Sometimes abdominal pain may occur for no clearly identifiable reason and is short-lived. The fact that it precedes a bowel movement may have no correlation.
Second to the seasonal flu, bowel infections like viral gastroenteritis are the most common causes of acute bowel symptoms. It usually does not last for more than a few days to a week at most. These infections are not serious in most cases and can resolve on its own with adequate bed rest and fluids. Some bowel infections may require medical intervention.
- Gastroenteritis caused by viruses, bacteria or protozoan.
- Food poisoning caused by eating food contaminated with microbes or its toxins.
- Clostridium difficile infection or pseudomembranous colitis which is caused by using antibiotics (also referred to as antibiotic-associated diarrhea).
- Intestinal worms like flukes infest the bowels of humans where there may initially cause symptoms like excessive hunger, abdominal pain/cramping, diarrhea and constipation.
- Diverticulitis is an infection of the abnormal outpouchings in the colon known as the diverticula. This condition is mainly seen in older people.
- Proctitis which may be due to the same infections as colitis (proctocolitis) or even occur with sexually transmitted diseases (STDs).
Injury to the bowel can be mechanical, chemical or electromagnetic in nature. This may cause inflammation in the bowel wall which leads to a host of symptoms including pain before a bowel movement. Usually the trauma is obvious and can be easily isolated but sometimes it may be difficult to pinpoint.
- Sharp or blunt force trauma to the abdomen and bowels.
- Radiation exposure, usually as part of radiation treatment for cancers.
- Poisons and certain drugs.
In some conditions, it is the malfunctioning immune system that is the cause of the disease. These are known as autoimmune conditions. Here the immune system attacks the bowels and causes inflammation. This disturbance in immune function may be triggered by some environmental factor, like a viral infection or toxin.
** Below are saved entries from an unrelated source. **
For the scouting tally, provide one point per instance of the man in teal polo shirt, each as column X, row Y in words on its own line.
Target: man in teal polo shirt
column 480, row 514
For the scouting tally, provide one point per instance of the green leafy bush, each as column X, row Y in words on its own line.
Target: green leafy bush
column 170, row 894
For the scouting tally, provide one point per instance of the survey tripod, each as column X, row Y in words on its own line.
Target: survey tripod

However, the underlying problem is usually genetic.
- Inflammatory bowel disease (IBD) is a chronic condition where sores (ulcers) form in the digestive tract. There are two types – ulcerative colitis and Crohn’s disease. The colon is the most commonly affected part of the gut.
- Celiac disease where the presence of gluten (wheat protein) triggers the immune system to attack the bowel wall. As a result there are a number of bowel symptoms that arise.
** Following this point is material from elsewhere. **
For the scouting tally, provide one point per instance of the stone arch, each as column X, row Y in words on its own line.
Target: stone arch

Injury may arise with restricted blood flow to the bowel walls. This type of tissue injury is known as ischemia. If severe, the bowel tissue can eventually die. Ischemic bowel disease can affect any part of the small and large intestine. When the colon to the rectum is affected, then symptoms like pain related to bowel movements become more pronounced. This is also known as ischemic colitis.
Drugs & Toxins
Both drugs and toxins can cause chemical injury to the bowels, stimulate excessive and strong bowel contractions and/or cause bleeding from the bowel wall. There are a number of substances that can be involved. Usually the upper parts of the digestive tract is also affected. However, in the case of suppositories or enemas the irritation will be isolated to the anus, rectum and lowest parts of the colon.
- Laxative abuse
- Drug-induced enterocolitis
- Drugs that mimic the parasympathetic nervous system (parasympathomimetics)
- Poisoning with insecticide or pesticides, nerve gas and certain herbs like pilocarpus
- Irritable bowel syndrome (IBS) is a functional disorder affecting bowel motility. It can be associated with diarrhea or constipation.
- Cancers, including colorectal cancer and anal cancer.
- Food intolerance where the bowel cannot digest or absorb certain types of food. The most common is lactose intolerance.
- Short bowel syndrome where a portion of the small intestine is surgically removed or missing since birth (congenital). Sometimes the bowel length may be normal but large sections cannot absorb nutrients.
- Painful bowel movements. WebMD
Reviewed and updated on 9 August 2018.